Clark's plate was already very full between splitting his time in Trees, Zebroids and TaunTaun, but after seeing Sirens open for an air-guitar championship that he was judging at the Bluebird, he knew it was something he definitely wanted to be a part of.

"Initially," he remembers, "they just asked me to help out and fill in for recording and one show, but when TaunTaun went on indefinite hiatus, I had a little extra time and was up-streamed into permanent member."

The music that Il Cattivo was playing at the time was enough to convince the already busy Clark to sign on, but equally important was Bellinger's musical pedigree. "When I moved to Colorado, almost ten years ago," Clark notes, "I was already way into Planes. Since then, Matt and I got to be friends, and being able to play with him was something I couldn't pass up."

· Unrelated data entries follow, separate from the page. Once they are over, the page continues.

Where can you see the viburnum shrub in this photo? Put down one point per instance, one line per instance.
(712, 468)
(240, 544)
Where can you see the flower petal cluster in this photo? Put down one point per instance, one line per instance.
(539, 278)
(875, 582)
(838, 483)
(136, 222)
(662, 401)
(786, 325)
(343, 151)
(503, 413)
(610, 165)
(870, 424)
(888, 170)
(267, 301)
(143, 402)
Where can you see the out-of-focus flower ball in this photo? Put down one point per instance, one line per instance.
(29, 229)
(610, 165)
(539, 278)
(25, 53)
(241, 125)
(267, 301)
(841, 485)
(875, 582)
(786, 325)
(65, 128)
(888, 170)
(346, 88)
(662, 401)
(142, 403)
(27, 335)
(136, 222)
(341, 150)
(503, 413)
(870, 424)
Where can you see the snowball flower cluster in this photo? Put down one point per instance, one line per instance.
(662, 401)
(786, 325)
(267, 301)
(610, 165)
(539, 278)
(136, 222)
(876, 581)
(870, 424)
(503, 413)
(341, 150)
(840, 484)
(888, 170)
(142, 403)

Shortly after Clark joined the fold, Il Cattivo entered Black in Bluhm, Chris Fogal's studio, and recorded To Bring Low an Empire. The album manages to showcase the talents of all the members without any one particular member dominating the sound. Bellinger does away with the twangy influences he discovered in Ghost Buffalo and pays homage to his days in Planes, implementing aggressive power chords, false harmonics and a persistent drive that begged to be discovered again.

 For all of Bellinger's guitar heroics, though, Rock-Garden is largely responsible for giving the record a new direction. Although he insists that "using effects pedals has allowed him to convince more talented musicians to let him be in their bands," his contribution cannot be understated. Rock-Garden does rely heavily on effects pedals — thanks to being in instrumental bands like Red Orange Yellow — but it serves as a beautiful complement to Bellinger's destructive style.

"Matt and I work famously well together," he allows. "There isn't a lead/rhythm position that either one of us is assigned to fill. We just write our parts within the context of the song, playing off of what the other is doing. I think it enables us to switch from frenetic to controlled on a hairpin — which I think comes in handy in our songwriting."

While the players control the band's musical direction, Hagman's mind and words are what bring the true spirit of Il Cattivo to light. An undeniably talented vocalist, Hagman finds new voices on To Bring Low an Empire — both the one he emits and the ones that circle inside his head. "The protagonists on the record," he explains, "choose their paths with no guarantee of happiness and know the odds are placed squarely to the contrary. I can't think of any relationship or pursuit, whether with a person or thing, that has any guarantees or is 100 percent good for us."